Sponsored by John von Neumann, he spent the academic year 1953–1954 at the Institute for Advanced Studies in Princeton. Here, he became aware of the emerging computer technology and this likely influenced him to apply in 1958 for a visiting faculty position at the Thomas J. Watson Research Centre of IBM in Yorktown Heights, NY. He found the research environment at the Centre more conducive to pursuing his ideas than any of the academic environments he experienced prior to joining the Centre and took the opportunity to change his visiting position to a permanent one, first as a research staff member and, after 1974, as an IBM Fellow. Altogether he had been with the Centre for more than 30 years, he spent some time during these years as a Visiting Professor at Harvard University, Yale University and a few other academic institutions. In 1999, he began the last stage of his distinguished career as Sterling Professor of Mathematical Sciences at Yale University.

From his many interviews and writings, Mandelbrot recognized early in his career that some strange functions that emerged in the nineteenth century in mathematical analysis, such as functions that are nowhere continuous, or continuous functions that are nowhere differentiable, were crucial in his quest for making geometry more realistic and useful. Since it is virtually impossible to deal with such functions analytically, mathematicians generally dismissed them as pathological and totally useless. Mandelbrot, on the contrary, considered them useful and even more important than the analytically tractable continuous and differentiable function. He eventually showed that certain types of these ‘pathological’ functions, for which he coined the name ‘fractals’,Footnote1 are describable via infinite iterative processes involving invariant scale transformations and, consequently, can be simulated and dealt with on the computer. It does not seem to be accidental that he established this crucial connection between mathematics and the computer at the IBM Research Centre.

Virtually throughout his whole career, Benoit Mandelbrot had a reputation as an outsider of the mathematical establishment. He also worked in many different areas with no obvious focus and overall purpose.

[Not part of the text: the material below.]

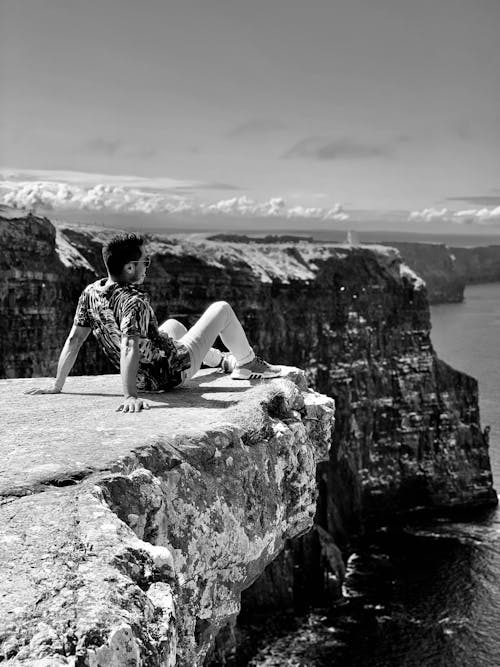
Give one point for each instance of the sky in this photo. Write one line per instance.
(323, 112)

However, his own statement in the Foreword to his seminal book ‘The Fractal Geometry of Nature’ (W.H. Freeman, 1982) reveals a very different scenario:

Over the years, it had seemed to many that each of my investigations was aimed in a different direction. But this apparent disorder was misleading: it hid a strong unity of purpose, which the present Essay, like its two predecessors, is intended to reveal. Against odds, most of my works turn out to have been the birth pangs of a new scientific discipline.

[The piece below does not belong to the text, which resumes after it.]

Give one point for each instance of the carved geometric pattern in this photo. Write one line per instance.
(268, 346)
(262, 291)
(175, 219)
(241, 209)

His excursions to many unrelated areas of human affairs, such as physics, economics, geology, medicine and the like were in fact explorations of potential utility of the new geometry he envisioned early in his life and which later became known as fractal geometry.

Benoit Mandelbrot was undoubtedly one of the intellectual giants of the twentieth century. He made revolutionary changes in both mathematics and science, for which he had received many high-level accolades from the academic community, all certainly well deserved. For me, even though I had not had the opportunity to know him personally, he possessed some special qualities that are rare and that I highly value. As a young boy, he asked himself a simple but very challenging question – ‘How long is the coast of Britain?’ – and had devoted all his life to answering it. He recognized that the question was profound, believed in his capability to answer it and persevered, in spite of scepticism and even ridicule within the academic community, in his quests to find an answer and its various implications.

Fortunately, the development of Mandelbrot's ideas is well described in many of his own writings and interviews, as well as in many writings about him. Perhaps, the best source to begin with is his official biography site prepared by Yale University: www.math.yale.edu/mandelbrot/.

Notes

1. From the Latin word for irregular and broken up – ‘fractus’.